TK on the Hong Kong Table


At the World Trade Organization (WTO) Ministerial Conference in Hong Kong, HE Mr Kamal Nath, Indian Minister of Commerce and Industry, delivered a significant Statement from India, emphasising the centrality of development to the Sixth Session.

The concern raised by some members and NGOs in various international arenas is that development has been rendered a marginal issue in many circumstances, rather than understood as integral to the international trading environment. For instance, many expressed disappointment at the dismantling of the Permanent Committee on Cooperation on Development relating to Intellectual Property (PCIPD) within WIPO, with discussions on development to occur through a provisional committee instead. This was interpreted as a lost opportunity to recognise and articulate the relationship between these questions and "core" developments.

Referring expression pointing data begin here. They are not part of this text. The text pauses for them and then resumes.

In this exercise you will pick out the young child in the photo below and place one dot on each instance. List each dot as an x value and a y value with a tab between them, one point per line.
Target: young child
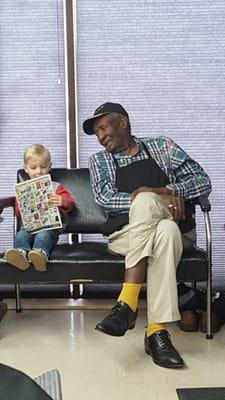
36	248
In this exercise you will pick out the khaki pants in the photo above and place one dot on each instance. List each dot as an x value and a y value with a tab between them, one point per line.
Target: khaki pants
152	233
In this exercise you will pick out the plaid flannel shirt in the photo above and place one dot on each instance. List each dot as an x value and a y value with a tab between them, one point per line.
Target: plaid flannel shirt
187	178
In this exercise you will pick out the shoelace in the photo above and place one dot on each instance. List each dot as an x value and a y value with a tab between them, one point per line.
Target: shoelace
164	341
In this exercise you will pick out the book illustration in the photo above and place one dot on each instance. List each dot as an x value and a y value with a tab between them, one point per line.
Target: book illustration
36	212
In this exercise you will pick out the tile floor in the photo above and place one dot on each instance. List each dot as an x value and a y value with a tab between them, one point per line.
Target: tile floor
95	366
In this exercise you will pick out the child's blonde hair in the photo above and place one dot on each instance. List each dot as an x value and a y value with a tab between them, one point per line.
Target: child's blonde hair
36	150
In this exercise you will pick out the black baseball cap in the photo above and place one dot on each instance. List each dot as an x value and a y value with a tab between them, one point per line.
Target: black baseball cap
104	109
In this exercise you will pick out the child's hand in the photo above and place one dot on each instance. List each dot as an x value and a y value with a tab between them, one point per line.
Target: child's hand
56	200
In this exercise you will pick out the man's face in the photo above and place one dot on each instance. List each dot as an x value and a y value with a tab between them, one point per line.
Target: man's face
111	135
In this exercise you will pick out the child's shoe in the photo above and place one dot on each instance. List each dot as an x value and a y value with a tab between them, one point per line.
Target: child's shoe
17	258
38	259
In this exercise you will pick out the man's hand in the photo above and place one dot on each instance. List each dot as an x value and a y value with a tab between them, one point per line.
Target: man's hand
174	204
56	200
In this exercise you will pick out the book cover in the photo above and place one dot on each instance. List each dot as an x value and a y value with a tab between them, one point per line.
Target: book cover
36	212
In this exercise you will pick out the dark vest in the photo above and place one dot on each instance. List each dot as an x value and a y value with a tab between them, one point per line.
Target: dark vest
143	173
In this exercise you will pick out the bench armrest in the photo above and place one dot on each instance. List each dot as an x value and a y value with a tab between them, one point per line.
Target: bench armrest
204	203
6	202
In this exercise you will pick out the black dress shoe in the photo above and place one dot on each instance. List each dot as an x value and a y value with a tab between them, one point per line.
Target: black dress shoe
162	351
120	319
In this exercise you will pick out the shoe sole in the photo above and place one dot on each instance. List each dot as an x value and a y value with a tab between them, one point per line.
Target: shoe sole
16	259
181	365
102	330
37	261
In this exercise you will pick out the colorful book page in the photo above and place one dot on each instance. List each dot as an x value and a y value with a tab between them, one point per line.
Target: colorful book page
36	212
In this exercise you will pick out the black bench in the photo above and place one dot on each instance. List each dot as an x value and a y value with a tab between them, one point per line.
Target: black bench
82	262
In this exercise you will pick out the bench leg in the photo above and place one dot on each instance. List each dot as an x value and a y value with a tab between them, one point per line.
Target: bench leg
18	298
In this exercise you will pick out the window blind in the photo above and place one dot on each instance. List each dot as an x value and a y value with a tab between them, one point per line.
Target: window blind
164	62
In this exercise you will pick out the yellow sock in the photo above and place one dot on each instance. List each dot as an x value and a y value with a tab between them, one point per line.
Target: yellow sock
129	294
153	328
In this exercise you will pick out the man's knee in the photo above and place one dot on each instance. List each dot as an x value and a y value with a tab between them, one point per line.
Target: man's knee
149	205
169	230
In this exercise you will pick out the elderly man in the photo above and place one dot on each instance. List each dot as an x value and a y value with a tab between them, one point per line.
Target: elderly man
146	187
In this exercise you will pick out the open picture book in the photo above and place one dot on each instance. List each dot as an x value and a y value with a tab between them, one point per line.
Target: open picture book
36	212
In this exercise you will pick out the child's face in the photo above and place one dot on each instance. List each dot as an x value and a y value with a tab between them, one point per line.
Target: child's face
37	166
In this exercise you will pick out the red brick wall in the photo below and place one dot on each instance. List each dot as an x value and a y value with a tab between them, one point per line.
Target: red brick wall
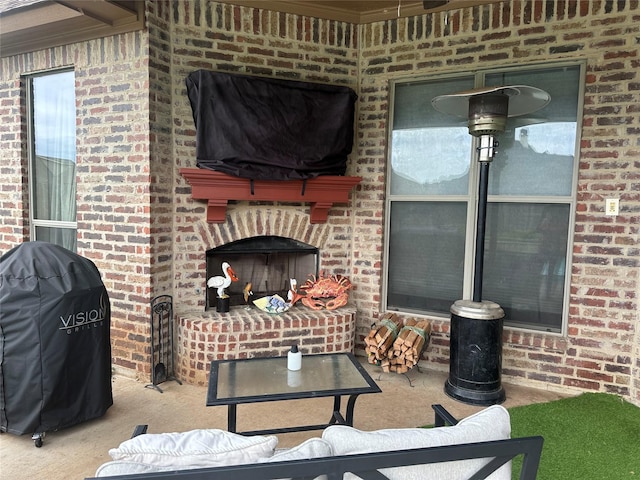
113	175
139	223
600	350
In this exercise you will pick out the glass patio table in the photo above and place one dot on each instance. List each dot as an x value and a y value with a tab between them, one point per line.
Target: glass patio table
232	382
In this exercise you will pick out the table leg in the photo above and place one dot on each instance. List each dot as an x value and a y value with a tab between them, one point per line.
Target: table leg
231	418
350	406
336	416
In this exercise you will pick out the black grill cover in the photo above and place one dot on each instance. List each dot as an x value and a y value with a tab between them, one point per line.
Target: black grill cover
270	129
55	345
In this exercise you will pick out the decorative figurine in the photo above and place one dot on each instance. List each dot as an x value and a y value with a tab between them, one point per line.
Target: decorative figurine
247	293
328	292
220	283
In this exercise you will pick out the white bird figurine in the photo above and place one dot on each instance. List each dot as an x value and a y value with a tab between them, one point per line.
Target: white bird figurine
221	282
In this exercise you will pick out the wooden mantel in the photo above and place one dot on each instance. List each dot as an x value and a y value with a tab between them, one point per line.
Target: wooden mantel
218	188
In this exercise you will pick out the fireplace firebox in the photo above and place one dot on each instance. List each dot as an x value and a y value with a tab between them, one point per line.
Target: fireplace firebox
267	262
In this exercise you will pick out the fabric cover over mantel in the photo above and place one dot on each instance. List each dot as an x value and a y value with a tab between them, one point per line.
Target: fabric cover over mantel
270	129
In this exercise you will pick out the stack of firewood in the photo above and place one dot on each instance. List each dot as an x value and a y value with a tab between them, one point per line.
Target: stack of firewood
397	346
380	339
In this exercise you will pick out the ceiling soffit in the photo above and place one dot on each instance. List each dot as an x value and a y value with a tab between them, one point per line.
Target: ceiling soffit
29	26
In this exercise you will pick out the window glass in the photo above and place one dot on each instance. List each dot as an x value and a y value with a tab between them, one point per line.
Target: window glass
53	157
525	262
536	153
430	154
426	255
432	200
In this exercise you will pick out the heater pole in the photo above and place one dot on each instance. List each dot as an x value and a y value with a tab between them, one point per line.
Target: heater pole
481	223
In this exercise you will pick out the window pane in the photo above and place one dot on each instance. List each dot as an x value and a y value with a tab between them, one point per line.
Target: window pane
65	237
430	151
426	255
525	262
536	153
54	129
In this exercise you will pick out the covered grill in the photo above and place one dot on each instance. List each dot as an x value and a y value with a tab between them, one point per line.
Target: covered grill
55	348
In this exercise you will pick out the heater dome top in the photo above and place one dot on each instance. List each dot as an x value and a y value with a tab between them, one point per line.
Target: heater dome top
523	99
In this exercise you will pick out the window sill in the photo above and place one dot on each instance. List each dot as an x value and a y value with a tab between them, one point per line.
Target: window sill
218	188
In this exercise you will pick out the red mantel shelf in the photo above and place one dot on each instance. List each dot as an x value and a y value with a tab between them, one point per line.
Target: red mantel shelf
218	188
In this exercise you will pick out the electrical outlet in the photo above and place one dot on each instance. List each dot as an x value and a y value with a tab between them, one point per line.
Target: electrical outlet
611	206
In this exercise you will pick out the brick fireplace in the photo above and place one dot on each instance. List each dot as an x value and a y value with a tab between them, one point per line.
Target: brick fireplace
203	334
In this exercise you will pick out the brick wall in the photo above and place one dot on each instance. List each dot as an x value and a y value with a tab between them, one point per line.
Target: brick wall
113	178
250	41
600	350
139	224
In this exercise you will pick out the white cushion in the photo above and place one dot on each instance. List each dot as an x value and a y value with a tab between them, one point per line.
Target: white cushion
123	467
195	448
492	423
312	448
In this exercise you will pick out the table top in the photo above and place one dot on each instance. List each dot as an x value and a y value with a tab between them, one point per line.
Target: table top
268	379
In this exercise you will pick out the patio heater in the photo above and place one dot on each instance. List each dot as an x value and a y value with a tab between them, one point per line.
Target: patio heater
475	360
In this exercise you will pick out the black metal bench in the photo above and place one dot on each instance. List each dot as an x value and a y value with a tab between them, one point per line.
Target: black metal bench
367	466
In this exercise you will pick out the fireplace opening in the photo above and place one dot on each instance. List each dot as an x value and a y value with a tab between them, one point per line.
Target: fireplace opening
267	262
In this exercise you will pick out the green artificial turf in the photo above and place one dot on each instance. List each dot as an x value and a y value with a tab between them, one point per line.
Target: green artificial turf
590	437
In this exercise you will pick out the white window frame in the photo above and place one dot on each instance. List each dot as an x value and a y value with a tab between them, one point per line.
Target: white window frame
34	222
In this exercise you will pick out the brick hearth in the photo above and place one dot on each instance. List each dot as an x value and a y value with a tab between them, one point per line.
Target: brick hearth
201	338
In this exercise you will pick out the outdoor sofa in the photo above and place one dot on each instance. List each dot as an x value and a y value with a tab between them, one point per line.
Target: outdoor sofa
475	448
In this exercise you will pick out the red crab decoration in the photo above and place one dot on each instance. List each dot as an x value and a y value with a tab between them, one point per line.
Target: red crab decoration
324	292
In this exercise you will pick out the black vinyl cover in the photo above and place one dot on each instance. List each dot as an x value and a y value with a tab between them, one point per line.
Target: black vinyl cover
55	348
270	129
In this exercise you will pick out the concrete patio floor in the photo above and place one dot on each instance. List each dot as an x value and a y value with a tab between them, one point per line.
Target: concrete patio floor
76	452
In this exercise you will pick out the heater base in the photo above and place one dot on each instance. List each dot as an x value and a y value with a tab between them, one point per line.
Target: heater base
474	397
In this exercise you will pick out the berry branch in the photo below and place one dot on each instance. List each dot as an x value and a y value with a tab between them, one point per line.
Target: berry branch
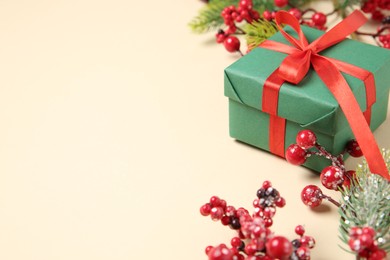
254	239
365	204
257	18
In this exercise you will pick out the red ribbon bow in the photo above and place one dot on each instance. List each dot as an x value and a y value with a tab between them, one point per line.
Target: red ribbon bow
296	65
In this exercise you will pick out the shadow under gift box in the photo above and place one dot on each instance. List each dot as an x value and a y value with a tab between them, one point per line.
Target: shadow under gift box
308	105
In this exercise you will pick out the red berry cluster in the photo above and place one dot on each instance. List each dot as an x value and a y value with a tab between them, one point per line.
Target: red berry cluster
317	19
332	177
376	8
255	240
231	15
362	241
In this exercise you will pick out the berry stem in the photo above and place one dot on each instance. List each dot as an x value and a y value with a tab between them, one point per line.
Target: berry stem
331	200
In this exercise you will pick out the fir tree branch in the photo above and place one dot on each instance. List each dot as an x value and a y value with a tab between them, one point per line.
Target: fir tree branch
367	203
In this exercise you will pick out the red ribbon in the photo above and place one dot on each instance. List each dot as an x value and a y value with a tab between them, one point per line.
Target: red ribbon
296	65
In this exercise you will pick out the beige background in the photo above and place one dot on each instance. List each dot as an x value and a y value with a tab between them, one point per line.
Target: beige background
114	130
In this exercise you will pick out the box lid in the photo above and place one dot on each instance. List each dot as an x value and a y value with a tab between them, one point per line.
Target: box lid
309	103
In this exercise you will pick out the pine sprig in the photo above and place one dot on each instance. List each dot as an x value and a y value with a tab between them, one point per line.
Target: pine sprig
343	5
259	31
367	203
209	17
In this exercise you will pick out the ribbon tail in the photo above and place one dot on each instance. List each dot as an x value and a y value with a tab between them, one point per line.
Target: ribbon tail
337	85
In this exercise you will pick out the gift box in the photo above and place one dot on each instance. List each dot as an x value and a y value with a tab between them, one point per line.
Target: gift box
307	105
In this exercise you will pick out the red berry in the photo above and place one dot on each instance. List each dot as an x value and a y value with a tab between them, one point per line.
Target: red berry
311	196
307	241
306	139
355	232
220	252
266	184
299	230
319	19
207	249
225	220
377	15
246	4
267	15
205	209
232	44
215	201
230	211
268	222
216	213
280	202
250	249
269	212
353	149
378	255
332	177
296	12
235	242
369	231
279	247
295	154
366	240
355	245
303	253
281	3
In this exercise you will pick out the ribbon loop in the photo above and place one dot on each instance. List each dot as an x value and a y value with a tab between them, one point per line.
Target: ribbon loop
296	65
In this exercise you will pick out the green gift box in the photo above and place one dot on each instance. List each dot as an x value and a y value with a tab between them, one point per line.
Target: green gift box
308	105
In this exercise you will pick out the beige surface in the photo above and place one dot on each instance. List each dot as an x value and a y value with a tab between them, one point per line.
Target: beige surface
114	132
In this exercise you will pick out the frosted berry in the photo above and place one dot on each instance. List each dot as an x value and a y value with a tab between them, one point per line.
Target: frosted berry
296	155
235	242
377	255
353	149
267	15
369	231
332	177
279	247
306	139
220	36
299	230
232	44
205	209
225	220
281	3
216	213
235	223
250	249
215	201
220	252
311	196
307	241
296	12
280	202
266	184
303	253
319	19
207	249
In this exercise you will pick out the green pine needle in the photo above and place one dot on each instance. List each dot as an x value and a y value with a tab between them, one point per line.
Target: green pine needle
259	31
367	203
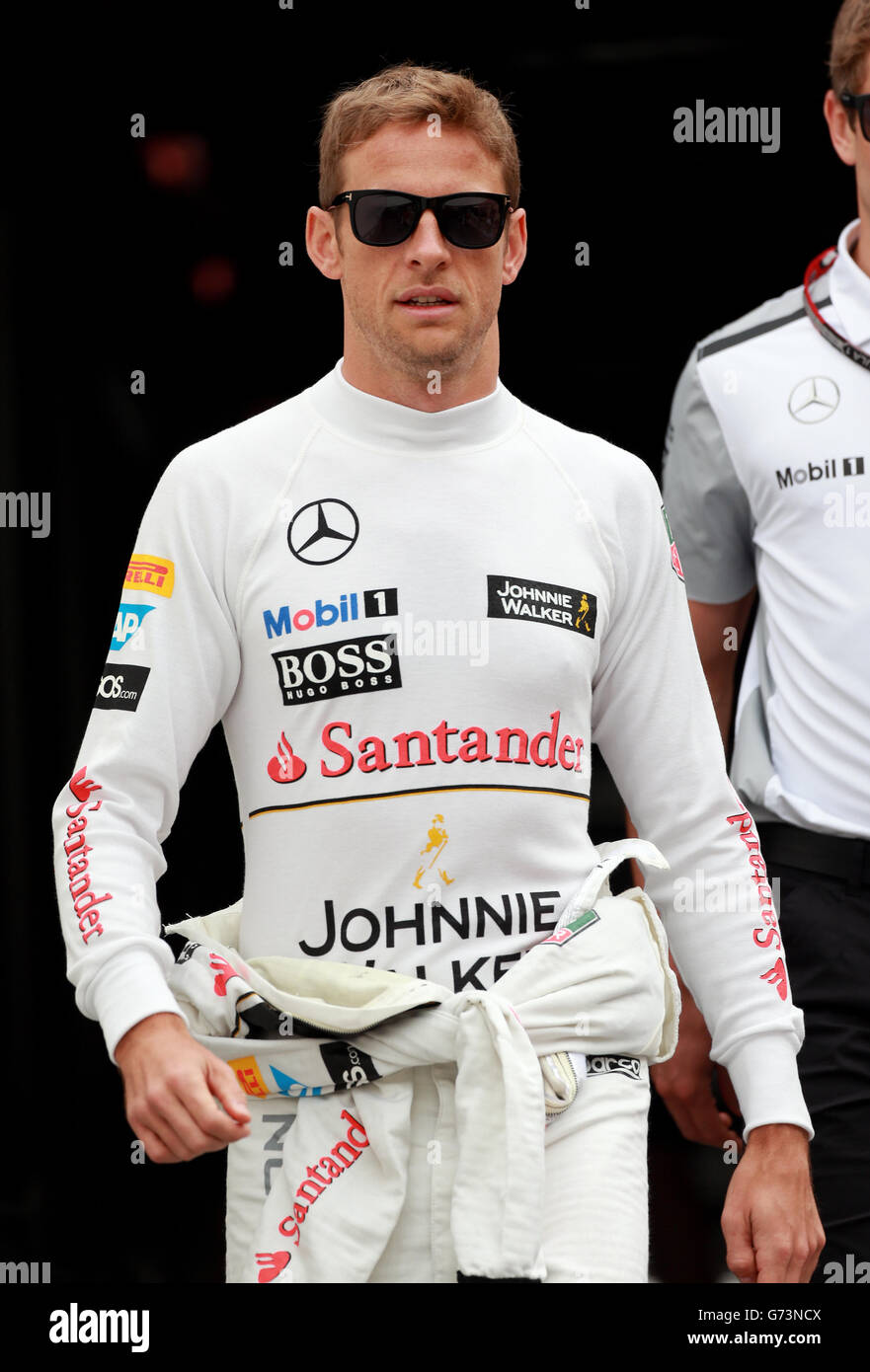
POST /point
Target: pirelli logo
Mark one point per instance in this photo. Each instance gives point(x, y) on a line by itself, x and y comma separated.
point(150, 573)
point(250, 1076)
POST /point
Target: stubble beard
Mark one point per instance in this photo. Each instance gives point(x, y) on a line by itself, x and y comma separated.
point(449, 358)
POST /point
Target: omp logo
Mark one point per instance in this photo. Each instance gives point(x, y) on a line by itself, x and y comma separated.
point(348, 1065)
point(820, 471)
point(351, 667)
point(127, 622)
point(150, 573)
point(602, 1063)
point(120, 688)
point(25, 1273)
point(575, 926)
point(287, 620)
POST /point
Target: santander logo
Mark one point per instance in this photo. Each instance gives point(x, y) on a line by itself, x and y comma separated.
point(549, 748)
point(285, 766)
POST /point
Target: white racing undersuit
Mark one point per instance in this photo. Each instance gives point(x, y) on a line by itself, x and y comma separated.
point(419, 1149)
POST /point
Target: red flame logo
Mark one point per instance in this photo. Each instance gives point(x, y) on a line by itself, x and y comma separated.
point(285, 766)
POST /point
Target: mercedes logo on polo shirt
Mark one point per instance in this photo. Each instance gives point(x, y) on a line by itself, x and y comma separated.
point(814, 400)
point(323, 531)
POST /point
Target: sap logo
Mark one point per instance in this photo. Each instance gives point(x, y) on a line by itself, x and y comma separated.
point(120, 688)
point(127, 622)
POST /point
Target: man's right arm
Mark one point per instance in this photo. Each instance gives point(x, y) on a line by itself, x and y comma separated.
point(683, 1082)
point(171, 672)
point(712, 528)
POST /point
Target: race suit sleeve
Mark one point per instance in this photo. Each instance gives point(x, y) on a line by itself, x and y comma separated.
point(707, 505)
point(655, 724)
point(171, 674)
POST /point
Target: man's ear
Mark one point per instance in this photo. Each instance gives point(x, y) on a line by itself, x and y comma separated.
point(514, 252)
point(321, 243)
point(841, 132)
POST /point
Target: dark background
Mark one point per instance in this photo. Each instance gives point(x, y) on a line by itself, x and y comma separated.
point(162, 256)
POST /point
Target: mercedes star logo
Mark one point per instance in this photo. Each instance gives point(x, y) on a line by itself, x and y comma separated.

India, in the Statement to the Ministerial Conference, critically set out development as inextricable from the global trading system itself. Furthermore, the Statement identified the asymmetry between the TRIPS perspective on intellectual activities (as articulated through private IPRs) and the intellectual heritage and traditional knowledge (TK) of communities, and the ongoing prlblems with biopiracy and the misappropriation of TK. Specifically, and in a very important and significant way, the Statement calls for the Hong Kong Ministerial to facilitate ongoing considerations of the relationship between intellectual property rights and biodiversity (through the relationship between TRIPS and the Convention on Biological Diversity, CBD). As India states, "A Development Round has no credibility in the absence of substantial benefits for the weakest members of the WTO ... if the content of this Round only perpetuates the inequities of global trade, then it will be no Round."

12 comments:

ravi srinivas said...

It is true that India and some other developing nations are trying their best to focus attention on biopiracy and traditional knowledge. As of now
they have not been able to push it
beyond a level. After the deal on
public health and TRIPS i see little hope for their success in
WTO.

ravi srinivas said...

It is true that India and some other developing nations are trying their best to focus attention on biopiracy and traditional knowledge. As of now
they have not been able to push it
beyond a level. After the deal on
public health and TRIPS i see little hope for their success in
WTO.

Johanna Gibson said...

Indeed, although there was some movement on intellectual property issues in the negotiations towards revision of the draft ministerial text, the second revised draft (18 December) ultimately made no substantive advances on TK and biopiracy.